Friday September 25: While that is going on, NZ First also threatens to go to the Court of Appeal, deciding to challenge Justice Palmer’s decision to allow the SFO to make its statement. It asks for his leave to appeal and wants the ban on the SFO announcing the laying of charges extended and the secrecy over the NZ First application for these orders to also be extended.
Justice Palmer convenes a hearing at 4.50pm. For NZ First, Pilditch complains of the SFO’s “arbitrariness and unreasonableness” in intending to go public and alleges it could cut across the court’s rights to determine matters in the criminal justice system. Interestingly, he alleges an SFO public statement could risk identifying those charged now that its statement had agreed to rule out the NZ First ministers, MPs, candidates or party officials. He says news of the charges would have significant consequences for NZ First – and in effect the party’s bid to stop the SFO statement is “effectively substantive” not just interlocutory, meaning this legal action is not just a precursor but is the major thrust of the party’s case.
The SFO’s QC, John Dixon, argues against allowing NZ First to take the matter to the Court of Appeal, saying the party’s application is without merit and the appeal cannot succeed. In the end, Justice Palmer allows NZ First to appeal his ruling that the SFO can make its statement. He gives the party until 5pm on Tuesday, September 29 to do so, otherwise his ruling stands and the SFO statement can be made.
Tuesday September 29, afternoon: NZ First leader Winston Peters advises media he will hold a press conference on a matter of importance at 5pm. Soon after, the SFO says it, too will make a statement on the NZ First Foundation inquiry at 5pm. This is the deadline for NZ First to have lodged its appeal to Justice Palmer’s ruling. When the clock ticks over, Peters and the SFO separately announce two people will be charged. It is apparent that NZ First did not follow through with its Court of Appeal action, as if it had done so and succeeded, the fact of the charges could not have been announced by either Peters or the SFO.
Peters claims his party will still go on to ask the High Court for a judicial review of the SFO’s actions in deciding to make a public statement now, even though Justice Palmer has said its case is not “particularly strong”. If that further action occurs, it will be after the October 17 election and any government formation, in any case.

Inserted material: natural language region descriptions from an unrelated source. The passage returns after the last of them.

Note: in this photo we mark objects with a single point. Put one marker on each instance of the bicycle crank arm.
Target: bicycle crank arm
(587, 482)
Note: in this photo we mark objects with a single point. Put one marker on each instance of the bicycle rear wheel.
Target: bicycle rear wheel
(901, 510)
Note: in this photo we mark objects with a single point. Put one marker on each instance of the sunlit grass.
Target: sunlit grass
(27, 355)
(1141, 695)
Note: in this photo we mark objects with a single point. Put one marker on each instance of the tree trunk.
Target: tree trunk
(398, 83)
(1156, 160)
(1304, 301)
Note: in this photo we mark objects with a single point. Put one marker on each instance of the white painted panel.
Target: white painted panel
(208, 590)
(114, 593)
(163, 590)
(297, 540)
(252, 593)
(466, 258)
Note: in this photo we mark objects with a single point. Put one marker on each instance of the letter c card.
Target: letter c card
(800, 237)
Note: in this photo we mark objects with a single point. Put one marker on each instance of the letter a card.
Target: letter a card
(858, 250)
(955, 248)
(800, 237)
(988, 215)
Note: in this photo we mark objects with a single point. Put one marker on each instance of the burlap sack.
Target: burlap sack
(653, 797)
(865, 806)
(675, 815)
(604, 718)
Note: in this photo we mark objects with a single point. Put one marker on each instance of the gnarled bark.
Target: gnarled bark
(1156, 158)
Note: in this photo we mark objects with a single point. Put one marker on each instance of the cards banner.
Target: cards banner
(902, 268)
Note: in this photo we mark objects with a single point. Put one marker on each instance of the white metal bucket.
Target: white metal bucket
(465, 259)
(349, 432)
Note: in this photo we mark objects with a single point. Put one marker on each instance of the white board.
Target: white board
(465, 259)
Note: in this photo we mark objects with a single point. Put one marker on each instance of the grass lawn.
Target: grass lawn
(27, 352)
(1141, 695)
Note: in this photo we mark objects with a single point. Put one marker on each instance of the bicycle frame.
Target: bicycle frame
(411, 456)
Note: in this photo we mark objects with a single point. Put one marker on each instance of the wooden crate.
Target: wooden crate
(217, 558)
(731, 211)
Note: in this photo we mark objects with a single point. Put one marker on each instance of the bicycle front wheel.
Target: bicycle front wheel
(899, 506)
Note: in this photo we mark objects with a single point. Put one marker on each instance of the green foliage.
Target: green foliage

Tuesday September 29, 6pm: Two separate decisions by Justice Palmer outlining the complex matters above are released by the High Court. What is left unclear is whether X has gone ahead and appealed Justice Moore’s narrowing of the suppression order approved in the district court by Judge Maude.
The upshot: the SFO won the right to tell the public it has charged two people with “obtaining by deception” in relation to the New Zealand First Foundation inquiry. The charged pair appear to have had their names suppressed by the High Court until at least their first appearance in court on October 29. The charged person X could yet appeal the conditions of that suppression to the Court of Appeal. The NZ First party claims it will press ahead with a bid for a High Court judicial review of the SFO’s actions.